No.  No.  No.  No.  I knew that was wrong and not the Jesus I knew.  I knew that as I was watching people go, I could not give up on them.  That just wasn't going to happen.  I just can't reconcile that with Jesus.

So I started with dinner.  Once a month a girlfriend or two or three or four would get together and digest; food and emotions.  We had to purpose ourselves to be steady.  To choose intentional relationships and shut out what we were being told.  We had to choose one another in love over the turmoil around us.  Some dinners were harder than others,  we were all on the same path, just at different places but were were all extremely fragile.  We laid the foundations of truth telling and open air conversations where you didn't have to put on a fake Jesus smile and pretend to be ok.

We shared raw emotions and hurts and struggles and emptied out the depths of our hearts.  There were tears, a LOT of tears and we counted them dear.  Not knowing what the future held, we chose one another.  We have grieved deep loss together.  We have been angry and hurt and weak and completely undone together and all the while God was working.     

And we kept on choosing one another.  Slowly over time we crossed over.  From "yes, we are friends" to we are family forever.  We have walked through the fire with one another and that fire has melded us together.  We are welded onto one another's hearts by Jesus himself.

Where wrong and legalistic thinking tried to drive us apart, God himself stitched us together.

These are the kind of friendships you look for your whole life.  These women are my own personal super heroes.  This group of women, these faces and hearts are so very dear to me.  I hold them tightly.  There is no pretense.  There are no games.  No filters are required.  No standards of conduct, in fact.  We are honest and real and open.  We share all of our thoughts and hopes no matter their condition.  We rejoice together and still count tears when we need to.  They are the best, most authentic relationships I have ever had outside of my own husband and a tiny handful of friends before. 
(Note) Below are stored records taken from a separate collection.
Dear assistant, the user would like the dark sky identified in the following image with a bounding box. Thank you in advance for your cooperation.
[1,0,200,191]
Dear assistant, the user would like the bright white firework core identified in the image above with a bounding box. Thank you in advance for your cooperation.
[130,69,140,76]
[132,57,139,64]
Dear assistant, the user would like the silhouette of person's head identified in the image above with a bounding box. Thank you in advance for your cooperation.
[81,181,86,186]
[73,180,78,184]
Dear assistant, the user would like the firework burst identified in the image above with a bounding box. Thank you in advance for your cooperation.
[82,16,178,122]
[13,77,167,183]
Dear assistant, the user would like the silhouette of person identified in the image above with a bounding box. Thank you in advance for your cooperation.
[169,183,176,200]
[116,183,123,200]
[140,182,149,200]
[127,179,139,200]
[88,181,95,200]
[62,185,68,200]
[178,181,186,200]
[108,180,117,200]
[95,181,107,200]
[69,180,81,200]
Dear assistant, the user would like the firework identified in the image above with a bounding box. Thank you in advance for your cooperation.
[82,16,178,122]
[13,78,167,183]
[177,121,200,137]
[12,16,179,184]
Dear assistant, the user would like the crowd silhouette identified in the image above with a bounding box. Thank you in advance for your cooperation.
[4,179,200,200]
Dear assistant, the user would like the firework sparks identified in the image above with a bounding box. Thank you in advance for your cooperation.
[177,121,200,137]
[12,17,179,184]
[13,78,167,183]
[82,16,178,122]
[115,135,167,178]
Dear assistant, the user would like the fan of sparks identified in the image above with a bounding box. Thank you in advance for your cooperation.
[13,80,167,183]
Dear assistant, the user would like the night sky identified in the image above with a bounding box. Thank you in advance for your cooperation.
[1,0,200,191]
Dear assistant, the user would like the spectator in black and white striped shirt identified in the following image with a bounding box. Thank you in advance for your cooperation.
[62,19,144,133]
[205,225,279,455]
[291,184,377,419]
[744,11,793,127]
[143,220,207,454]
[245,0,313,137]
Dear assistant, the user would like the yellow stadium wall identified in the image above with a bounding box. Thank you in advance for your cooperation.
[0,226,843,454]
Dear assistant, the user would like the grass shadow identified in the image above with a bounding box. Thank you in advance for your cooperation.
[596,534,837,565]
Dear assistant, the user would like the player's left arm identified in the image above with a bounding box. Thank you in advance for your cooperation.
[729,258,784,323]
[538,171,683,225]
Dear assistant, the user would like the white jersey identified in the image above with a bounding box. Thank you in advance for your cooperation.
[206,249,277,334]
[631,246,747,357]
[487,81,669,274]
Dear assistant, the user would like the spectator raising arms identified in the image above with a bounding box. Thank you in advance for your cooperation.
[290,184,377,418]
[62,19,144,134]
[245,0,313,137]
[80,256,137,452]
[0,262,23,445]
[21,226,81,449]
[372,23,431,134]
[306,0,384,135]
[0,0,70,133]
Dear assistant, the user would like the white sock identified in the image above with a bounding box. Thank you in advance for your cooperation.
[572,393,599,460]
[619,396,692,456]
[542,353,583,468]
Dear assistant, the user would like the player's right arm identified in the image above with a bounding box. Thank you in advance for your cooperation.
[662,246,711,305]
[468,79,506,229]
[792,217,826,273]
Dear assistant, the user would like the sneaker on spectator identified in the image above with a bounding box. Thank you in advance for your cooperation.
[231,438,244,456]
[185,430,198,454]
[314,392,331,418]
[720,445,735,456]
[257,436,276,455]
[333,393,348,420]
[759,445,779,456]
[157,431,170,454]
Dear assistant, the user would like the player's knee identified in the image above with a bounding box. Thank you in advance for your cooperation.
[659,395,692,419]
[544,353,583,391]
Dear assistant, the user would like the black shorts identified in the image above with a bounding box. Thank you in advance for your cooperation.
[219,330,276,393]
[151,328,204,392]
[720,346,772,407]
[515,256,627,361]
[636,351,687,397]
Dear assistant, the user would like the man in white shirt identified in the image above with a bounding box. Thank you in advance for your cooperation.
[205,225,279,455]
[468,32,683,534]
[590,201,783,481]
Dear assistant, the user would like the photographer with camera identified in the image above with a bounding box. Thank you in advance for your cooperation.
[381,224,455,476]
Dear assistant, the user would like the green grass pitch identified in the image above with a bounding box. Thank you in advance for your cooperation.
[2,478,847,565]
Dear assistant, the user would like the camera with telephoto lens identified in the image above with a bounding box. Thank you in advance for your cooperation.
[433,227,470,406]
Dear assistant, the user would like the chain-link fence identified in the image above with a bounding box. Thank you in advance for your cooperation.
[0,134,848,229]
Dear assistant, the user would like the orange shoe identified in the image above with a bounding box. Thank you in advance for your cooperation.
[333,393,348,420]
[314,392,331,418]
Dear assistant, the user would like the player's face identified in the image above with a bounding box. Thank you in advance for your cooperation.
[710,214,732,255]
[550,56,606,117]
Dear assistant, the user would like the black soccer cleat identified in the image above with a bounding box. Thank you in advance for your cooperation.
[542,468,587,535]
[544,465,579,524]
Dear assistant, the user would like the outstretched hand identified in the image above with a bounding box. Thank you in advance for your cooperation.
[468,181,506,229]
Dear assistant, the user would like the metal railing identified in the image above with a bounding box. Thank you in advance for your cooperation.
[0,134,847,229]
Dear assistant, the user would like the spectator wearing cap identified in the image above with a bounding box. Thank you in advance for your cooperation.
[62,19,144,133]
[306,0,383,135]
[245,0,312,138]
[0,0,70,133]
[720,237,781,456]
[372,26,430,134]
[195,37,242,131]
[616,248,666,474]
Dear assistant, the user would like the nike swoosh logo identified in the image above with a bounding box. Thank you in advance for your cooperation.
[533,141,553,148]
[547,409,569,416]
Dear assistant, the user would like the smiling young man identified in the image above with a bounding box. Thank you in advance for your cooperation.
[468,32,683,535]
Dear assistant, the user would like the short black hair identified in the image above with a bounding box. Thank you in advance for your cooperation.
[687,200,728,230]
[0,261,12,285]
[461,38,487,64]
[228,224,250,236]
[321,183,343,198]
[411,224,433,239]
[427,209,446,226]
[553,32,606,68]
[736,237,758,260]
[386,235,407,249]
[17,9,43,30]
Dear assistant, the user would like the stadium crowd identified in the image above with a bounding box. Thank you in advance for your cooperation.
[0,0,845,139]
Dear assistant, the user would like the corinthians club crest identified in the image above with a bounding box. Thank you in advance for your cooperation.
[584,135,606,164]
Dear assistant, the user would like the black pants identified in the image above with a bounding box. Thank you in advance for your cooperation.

Our recovery is still unsteady at times but together we have built an entirely firm foundation to work from.  Where we were told that community had become an idol, we have proved that God has used our community for healing, for hope and joy, for experiencing Jesus himself.

For it is in the fertile ground of real friendships that Christ can grow and flourish within us.  When one is hurting the rest of us rally, helping to brush away the debris and junk from the tiny flame and slowly encouraging the fire within us to roar.  Instead of walking solo with our tiny flickers, we come together and have a huge bonfire.  We fan the flames of Jesus in one another.  

Where a decision once scattered us to the wind, God has used that time to link us together eternally.

If you find yourself as I was last January, purpose yourself to be purposeful.  This group of women I described above did not happen on accident.  They are a result of looking around in the midst of my despair and choosing to be purposeful in my pursuit of community, following my heart and not my given instructions. Had I looked around and done nothing, nothing would have happened.

If you can do nothing else and all of your energy reserves are being used on survival...rally the strength to reach out to one, on purpose, and keep doing it.  Strength will grow there.

Though this past year has been downright hellish, these ladies have made it all worthwhile.  Proving once again that from the ashes, God will do amazing things.